México pasó de ser un país marcado por el secuestro a convertirse en una nación donde la extorsión domina la vida diaria. Este delito se ha convertido en la forma más común de agresión directa hacia los ciudadanos, comerciantes, transportistas y familias enteras. Cambió el método, pero no la impunidad. Cambió la modalidad, pero no la violencia. Y mientras esta realidad se expande, las autoridades continúan presentando un panorama que no corresponde con lo que vivimos todos los días los mexicanos.
Hoy la extorsión es el pan de cada día. El cobro de piso, las amenazas telefónicas, las extorsiones digitales, las intimidaciones a comerciantes y las redes criminales que operan bajo nuevas modalidades han hecho que este delito rebase cualquier capacidad institucional. Sin embargo, el gobierno insiste en hablar de disminuciones, de índices a la baja y de una supuesta estrategia que, en el papel, parece funcionar. La realidad es muy distinta.
De acuerdo con cifras recientes del INEGI, en 2024 se estimaron más de veintitrés millones de personas de 18 años o más como víctimas de algún delito, lo que equivale a una tasa superior a veinticuatro mil víctimas por cada cien mil habitantes. Además, el 29% de los hogares tuvo al menos un integrante víctima de un delito, mientras que en la cifra negra, los delitos no denunciados o sin carpeta de investigación alcanzó más del noventa y tres por ciento. Con estas cifras, resulta imposible sostener que los delitos están disminuyendo.

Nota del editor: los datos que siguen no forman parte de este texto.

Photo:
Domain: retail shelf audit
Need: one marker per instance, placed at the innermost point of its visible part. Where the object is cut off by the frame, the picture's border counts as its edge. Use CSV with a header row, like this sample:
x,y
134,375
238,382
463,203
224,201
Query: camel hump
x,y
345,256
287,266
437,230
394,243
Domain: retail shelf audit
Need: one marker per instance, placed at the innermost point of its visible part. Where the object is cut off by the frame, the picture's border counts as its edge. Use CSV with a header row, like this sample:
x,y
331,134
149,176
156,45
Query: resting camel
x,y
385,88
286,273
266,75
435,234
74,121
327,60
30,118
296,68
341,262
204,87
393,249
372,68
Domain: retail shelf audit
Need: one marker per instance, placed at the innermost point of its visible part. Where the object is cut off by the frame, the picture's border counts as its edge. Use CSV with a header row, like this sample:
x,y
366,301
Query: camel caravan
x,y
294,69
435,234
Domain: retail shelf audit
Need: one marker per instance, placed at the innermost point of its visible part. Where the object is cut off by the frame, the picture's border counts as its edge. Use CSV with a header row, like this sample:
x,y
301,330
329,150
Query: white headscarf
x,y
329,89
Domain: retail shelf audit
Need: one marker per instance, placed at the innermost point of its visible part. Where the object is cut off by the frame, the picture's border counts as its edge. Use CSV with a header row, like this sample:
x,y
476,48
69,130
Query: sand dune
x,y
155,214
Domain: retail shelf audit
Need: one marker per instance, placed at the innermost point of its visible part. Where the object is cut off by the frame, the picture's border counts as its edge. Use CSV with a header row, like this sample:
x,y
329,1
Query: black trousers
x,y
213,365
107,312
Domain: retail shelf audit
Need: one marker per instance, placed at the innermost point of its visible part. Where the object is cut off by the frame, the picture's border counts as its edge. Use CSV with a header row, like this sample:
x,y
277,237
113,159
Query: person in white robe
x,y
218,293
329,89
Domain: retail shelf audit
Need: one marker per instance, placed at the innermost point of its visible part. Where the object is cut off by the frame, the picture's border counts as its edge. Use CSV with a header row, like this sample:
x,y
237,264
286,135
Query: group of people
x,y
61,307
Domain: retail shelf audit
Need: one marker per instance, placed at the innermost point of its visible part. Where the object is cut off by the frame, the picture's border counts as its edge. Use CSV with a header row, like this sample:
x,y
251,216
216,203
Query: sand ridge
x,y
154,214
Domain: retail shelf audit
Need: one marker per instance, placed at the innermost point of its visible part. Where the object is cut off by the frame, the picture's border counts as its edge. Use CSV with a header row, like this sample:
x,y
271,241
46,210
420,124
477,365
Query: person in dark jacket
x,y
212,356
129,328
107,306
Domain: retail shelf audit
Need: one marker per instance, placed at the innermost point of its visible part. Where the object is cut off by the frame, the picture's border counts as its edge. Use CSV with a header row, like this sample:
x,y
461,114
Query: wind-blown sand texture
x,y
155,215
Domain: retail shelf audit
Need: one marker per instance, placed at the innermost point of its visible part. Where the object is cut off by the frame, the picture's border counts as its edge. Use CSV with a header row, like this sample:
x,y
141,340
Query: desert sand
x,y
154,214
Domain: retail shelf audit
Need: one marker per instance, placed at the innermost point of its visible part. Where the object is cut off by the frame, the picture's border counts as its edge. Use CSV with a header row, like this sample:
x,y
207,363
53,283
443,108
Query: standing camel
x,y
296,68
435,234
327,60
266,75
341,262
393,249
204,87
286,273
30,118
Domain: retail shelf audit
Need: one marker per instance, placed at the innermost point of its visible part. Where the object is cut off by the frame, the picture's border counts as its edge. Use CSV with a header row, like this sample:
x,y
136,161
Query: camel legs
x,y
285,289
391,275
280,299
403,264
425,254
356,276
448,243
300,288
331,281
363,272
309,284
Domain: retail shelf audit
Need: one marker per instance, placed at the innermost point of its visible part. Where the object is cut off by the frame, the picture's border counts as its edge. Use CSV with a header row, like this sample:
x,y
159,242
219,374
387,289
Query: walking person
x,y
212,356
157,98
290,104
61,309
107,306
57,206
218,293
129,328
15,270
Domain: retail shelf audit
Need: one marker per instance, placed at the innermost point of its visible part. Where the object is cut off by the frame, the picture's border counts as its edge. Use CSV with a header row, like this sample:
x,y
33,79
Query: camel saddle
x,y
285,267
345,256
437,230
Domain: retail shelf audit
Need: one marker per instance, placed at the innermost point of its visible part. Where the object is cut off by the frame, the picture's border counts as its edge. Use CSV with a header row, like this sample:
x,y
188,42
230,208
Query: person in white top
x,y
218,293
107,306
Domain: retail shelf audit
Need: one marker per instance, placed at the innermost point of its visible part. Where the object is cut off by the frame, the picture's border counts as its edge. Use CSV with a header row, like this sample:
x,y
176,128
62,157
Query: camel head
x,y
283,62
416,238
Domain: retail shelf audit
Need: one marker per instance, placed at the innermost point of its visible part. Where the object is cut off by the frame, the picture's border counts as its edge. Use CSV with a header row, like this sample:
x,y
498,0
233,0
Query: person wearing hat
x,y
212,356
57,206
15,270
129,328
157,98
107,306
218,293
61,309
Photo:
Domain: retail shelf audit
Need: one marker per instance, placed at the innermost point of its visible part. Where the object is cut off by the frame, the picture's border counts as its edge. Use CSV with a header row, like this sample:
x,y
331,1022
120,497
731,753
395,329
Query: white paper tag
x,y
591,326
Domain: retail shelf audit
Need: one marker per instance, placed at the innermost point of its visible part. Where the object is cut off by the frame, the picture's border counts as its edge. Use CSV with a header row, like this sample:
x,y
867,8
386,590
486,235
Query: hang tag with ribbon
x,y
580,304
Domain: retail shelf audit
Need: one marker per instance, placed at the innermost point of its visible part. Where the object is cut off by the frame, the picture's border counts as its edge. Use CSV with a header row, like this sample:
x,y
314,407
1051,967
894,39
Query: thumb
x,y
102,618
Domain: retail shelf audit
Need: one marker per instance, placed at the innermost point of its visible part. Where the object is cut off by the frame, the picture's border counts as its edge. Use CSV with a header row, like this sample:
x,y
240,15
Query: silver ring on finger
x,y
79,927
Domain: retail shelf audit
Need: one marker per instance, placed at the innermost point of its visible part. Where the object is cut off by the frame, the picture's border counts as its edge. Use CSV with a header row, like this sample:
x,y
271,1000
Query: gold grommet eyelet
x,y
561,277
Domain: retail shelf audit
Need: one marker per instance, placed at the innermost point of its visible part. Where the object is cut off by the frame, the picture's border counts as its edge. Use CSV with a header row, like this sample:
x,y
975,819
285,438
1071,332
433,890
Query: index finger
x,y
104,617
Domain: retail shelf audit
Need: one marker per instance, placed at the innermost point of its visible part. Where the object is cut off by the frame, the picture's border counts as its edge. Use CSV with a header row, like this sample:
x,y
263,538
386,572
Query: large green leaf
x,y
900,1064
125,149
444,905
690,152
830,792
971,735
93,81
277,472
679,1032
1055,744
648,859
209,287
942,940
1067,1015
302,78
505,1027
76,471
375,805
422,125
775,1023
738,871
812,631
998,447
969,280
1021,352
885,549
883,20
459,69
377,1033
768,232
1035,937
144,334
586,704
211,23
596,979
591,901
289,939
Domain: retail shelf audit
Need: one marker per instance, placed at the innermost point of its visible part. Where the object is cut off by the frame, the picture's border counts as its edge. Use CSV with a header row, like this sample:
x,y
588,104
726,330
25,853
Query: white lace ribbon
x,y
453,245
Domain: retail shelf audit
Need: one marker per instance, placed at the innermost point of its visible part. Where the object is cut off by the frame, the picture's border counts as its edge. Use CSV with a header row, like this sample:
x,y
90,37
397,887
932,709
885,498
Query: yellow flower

Lo que está disminuyendo es la claridad con la que el gobierno los clasifica.
En los últimos años, las autoridades han incorporado nuevos modelos de registro y tipificación que diluyen, rebautizan o desplazan los incidentes hacia otras categorías. Esto permite presentar un escenario de aparente mejora, cuando en realidad los delitos se están escondiendo en un catálogo diseñado para generar resultados convenientes. La criminalidad no baja; simplemente cambia de nombre.
Mientras las estadísticas oficiales se ajustan al discurso político, las calles cuentan otra historia. Comerciantes que cierran por miedo al cobro de piso. Transportistas amenazados diariamente. Familias que reciben llamadas simulando secuestros, accidentes o deudas inexistentes. Zonas urbanas donde casi un tercio de los hogares reporta haber sido víctima de algún delito. Mujeres cuya victimización aumentó en más del 7% en tan solo un año. Todos estos datos reflejan un país que vive bajo el control del miedo, no de la ley.
La transición del secuestro a la extorsión no es una evolución natural del delito; es una evidencia del fortalecimiento del crimen. Ya no siempre necesitan privar de la libertad a una persona para someterla. Hoy basta con una llamada, un mensaje, un cobro mensual o la amenaza de retaliación para controlar a una comunidad entera. El delito se volvió silencioso, constante y cotidiano. Y mientras tanto, el gobierno sigue hablando de su propia realidad, una realidad construida desde cifras que no coinciden con la vida de millones de mexicanos.
La seguridad en México se encuentra en un colapso evidente. No hace falta un análisis técnico para verlo. Basta observar los negocios cerrados, las calles que se vacían cada vez más temprano y las historias de personas que viven con miedo. La extorsión no es un delito aislado; es un sistema paralelo que domina territorios económicos, sociales y comunitarios.
Hasta que el Estado no reconozca la verdadera magnitud del problema, seguiremos atrapados entre dos realidades: la oficial, escrita desde el poder, y la verdadera, escrita con miedo en cada rincón del país. México no dejó atrás el secuestro; simplemente adoptó una nueva forma de sometimiento que el gobierno se niega a aceptar. Y en esta contradicción entre cifras maquilladas y realidades evidentes, la ciudadanía queda nuevamente sola, mientras la autoridad discute números en lugar de soluciones.